Le dernier acte des Trois filles de M. Dupont n’est, décidément, qu’une pessimisterie. La pièce finirait sur une impression atroce, si elle ne finissait sur une sensation d’artifice. Ici, d’ailleurs, le didactisme, l’espèce de « c. q. f. d. » cher à l’auteur reparaît un peu trop... Mais, avec tout cela, la pièce, dans son ensemble, est merveilleusement vivante et comme foisonnante. Le talent de M. Brieux croît d’année en année, et ce talent me ravit, parce que ce n’est un talent ni d’humaniste, ni d’auteur mondain, et qu’il s’y trouve, à la fois, de l’ingénuité et de la pénétration, de la probité et de la malice, du réalisme et de l’idéologie, du bonhomme Richard et du Schopenhauer, de la maîtrise — et un trouble, une incertitude extrêmement intéressante dans sa sincérité. — Et quel bon type, quel type de haute comédie vraiment, que M. Dupont ! Sans compter tout ce que j’oublie.

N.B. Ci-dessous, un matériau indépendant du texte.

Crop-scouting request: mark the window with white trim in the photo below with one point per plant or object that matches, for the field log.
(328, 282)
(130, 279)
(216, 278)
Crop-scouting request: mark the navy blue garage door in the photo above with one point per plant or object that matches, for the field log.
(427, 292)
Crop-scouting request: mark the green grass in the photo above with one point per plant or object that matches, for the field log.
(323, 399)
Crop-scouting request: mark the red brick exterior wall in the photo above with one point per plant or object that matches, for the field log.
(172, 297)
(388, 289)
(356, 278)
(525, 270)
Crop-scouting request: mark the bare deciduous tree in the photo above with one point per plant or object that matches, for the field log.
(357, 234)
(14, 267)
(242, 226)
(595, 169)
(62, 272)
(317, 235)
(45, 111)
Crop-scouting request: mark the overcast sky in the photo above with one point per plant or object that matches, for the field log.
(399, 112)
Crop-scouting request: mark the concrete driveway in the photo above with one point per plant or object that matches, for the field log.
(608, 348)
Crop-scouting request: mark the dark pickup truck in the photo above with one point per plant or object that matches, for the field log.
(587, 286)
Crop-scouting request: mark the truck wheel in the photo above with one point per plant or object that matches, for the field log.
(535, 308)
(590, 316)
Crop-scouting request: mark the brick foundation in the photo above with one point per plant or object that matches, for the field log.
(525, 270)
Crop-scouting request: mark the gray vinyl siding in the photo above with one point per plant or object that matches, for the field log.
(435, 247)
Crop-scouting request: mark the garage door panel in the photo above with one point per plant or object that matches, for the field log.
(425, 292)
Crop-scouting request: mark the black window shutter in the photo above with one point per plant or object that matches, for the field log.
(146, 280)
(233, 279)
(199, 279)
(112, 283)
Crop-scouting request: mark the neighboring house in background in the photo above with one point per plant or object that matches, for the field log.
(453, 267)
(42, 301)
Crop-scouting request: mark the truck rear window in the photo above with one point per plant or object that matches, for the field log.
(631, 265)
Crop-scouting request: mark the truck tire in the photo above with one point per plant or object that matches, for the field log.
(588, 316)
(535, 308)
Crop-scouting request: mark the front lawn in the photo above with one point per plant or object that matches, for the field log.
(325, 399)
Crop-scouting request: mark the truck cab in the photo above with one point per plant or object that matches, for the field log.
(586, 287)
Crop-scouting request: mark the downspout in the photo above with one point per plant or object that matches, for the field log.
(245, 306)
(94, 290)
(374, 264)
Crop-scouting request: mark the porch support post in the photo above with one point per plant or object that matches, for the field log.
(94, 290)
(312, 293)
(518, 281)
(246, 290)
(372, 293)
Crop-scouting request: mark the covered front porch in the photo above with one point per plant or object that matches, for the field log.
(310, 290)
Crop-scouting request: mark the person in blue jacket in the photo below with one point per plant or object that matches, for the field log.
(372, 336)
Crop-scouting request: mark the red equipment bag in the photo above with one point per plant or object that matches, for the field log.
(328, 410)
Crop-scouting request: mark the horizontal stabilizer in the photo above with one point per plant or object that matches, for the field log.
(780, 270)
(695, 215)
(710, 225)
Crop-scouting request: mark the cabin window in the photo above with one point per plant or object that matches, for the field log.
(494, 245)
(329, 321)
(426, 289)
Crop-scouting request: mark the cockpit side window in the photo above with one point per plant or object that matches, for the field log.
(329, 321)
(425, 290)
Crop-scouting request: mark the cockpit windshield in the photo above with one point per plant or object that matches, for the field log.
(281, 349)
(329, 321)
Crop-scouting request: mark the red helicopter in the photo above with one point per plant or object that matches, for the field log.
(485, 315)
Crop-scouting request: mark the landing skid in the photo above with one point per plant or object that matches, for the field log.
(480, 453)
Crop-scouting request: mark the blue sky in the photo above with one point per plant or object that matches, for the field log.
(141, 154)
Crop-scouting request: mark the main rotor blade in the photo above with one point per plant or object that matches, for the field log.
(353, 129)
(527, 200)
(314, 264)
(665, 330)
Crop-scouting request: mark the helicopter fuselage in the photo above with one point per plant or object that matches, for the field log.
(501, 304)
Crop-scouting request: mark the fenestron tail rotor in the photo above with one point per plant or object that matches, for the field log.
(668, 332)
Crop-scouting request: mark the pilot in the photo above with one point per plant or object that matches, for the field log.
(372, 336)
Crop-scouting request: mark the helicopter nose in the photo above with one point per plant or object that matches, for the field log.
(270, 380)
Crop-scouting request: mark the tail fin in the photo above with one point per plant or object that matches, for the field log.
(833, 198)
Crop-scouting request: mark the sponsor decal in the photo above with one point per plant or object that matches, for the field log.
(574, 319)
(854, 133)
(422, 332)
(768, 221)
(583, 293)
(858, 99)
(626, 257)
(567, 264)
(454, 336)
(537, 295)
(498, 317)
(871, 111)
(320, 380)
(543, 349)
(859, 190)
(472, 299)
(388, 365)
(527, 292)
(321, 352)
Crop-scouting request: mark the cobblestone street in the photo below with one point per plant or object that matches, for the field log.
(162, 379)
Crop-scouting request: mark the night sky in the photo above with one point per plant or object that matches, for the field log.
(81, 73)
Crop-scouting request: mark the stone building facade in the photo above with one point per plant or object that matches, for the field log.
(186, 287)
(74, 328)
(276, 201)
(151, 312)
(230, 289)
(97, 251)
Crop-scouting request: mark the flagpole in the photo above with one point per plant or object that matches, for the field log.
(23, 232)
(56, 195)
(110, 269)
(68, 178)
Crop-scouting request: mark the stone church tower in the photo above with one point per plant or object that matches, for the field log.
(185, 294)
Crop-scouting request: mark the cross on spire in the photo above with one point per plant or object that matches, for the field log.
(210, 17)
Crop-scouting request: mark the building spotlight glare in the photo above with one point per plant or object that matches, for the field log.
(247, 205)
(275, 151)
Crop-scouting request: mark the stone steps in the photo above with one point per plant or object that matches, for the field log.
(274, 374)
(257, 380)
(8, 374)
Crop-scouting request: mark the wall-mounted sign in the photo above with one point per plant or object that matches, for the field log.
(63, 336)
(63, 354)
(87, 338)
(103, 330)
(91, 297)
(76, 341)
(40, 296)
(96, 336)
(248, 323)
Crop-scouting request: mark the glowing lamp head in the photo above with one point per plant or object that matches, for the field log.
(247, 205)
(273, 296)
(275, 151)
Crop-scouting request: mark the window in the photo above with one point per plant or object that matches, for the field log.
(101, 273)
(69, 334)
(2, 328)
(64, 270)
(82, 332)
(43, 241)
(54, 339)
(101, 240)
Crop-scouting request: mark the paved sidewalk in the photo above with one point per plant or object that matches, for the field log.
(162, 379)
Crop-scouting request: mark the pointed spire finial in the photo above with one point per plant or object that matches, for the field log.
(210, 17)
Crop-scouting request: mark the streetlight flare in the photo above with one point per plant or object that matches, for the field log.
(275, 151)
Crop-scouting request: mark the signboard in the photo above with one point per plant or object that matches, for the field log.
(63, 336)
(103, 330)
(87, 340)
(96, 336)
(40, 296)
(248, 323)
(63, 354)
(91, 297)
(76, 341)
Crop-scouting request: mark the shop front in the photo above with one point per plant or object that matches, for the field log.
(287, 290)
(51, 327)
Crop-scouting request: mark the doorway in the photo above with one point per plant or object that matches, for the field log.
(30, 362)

M. Lérand (Dupont) et M. Mayer (Antonin) sont deux grands comédiens. Mlle Duluc a joué le rôle de Julie de toute son âme et de tous ses nerfs et avec la sincérité la plus frémissante. Mme Cécile Caron a composé celui de la dévote Caroline de très pittoresque façon. Mlle Mégard est une délicieuse Angèle, si douce, si navrée. Et je loue tous ensemble et sans détailler leurs mérites, mais je loue très sérieusement Mme Samary (Mme Dupont), Mme Jenny Rose (Mme Mairaut), M. Nertann (Mairaut) et M. Numès (Courthezon).


Le Vaudeville et les Nouveautés ont donné deux légères comédies, diversement charmantes, et qui ont beaucoup plu toutes deux : Jalouse, de M. Alexandre Bisson, et Petites folles, de M. Alfred Capus. Je les retrouverai le mois prochain ; — comme aussi le théâtre Antoine, à qui je souhaite de tout cœur la bienvenue et dont les débuts ont été si heureux.


Vous parlerai-je de l’étonnante « affaire Dubout » ? Non ; pas aujourd’hui. J’attendrai que la justice ait prononcé, puisque M. Dubout a cru devoir lui soumettre ses doléances d’auteur tombé.


JULES LEMAITRE.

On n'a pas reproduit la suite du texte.